In the Christian calendar, we’re well into “ordinary time” – the period between either Pentecost or Trinity Sunday, depending on how you count – and the Sundays approaching Advent later on in autumn. Christian observances in this time are occasional and sporadic, mostly associated with specific saints. St Anthony, St John (the Baptist), and St Peter are particularly celebrated here in Portugal in mid to late June.
Midsummer observances in Northern Europe, e.g. Jāņi in Latvia or Midsommar in Sweden, most likely precede Christian festivals by many centuries, though some have been co-opted into the Christian cycle.

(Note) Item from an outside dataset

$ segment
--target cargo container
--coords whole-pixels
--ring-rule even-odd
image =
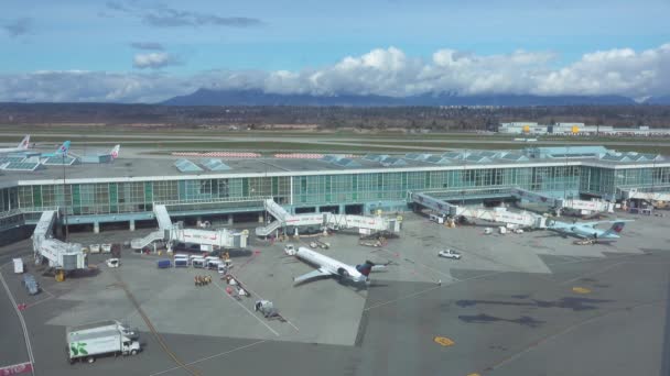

In addition, contemporary pagans have endeavoured to recover ancient traditions of herb-gathering, fire lighting, of food, ritual and dance, associated with health and fertility and the natural balance that, in this time, favours light over darkness.
Sound spiritual practice always helps us be aware of the middle place that we occupy, between seasons past and seasons to come; of the earth below us and the heavens overhead.
Here in the Algarve, we have the opportunity to put our feet in the sand on the seashore at sunset, to listen to the wind and the birds and the waves, to wait for the temperature to drop and the stars to appear overhead. Better still if you have a companion or some companions to do this with. Now, when we are all most in need of healing and the recovery of our communities, is a time to celebrate the simple fact that we are alive. Midsummer blessings to all!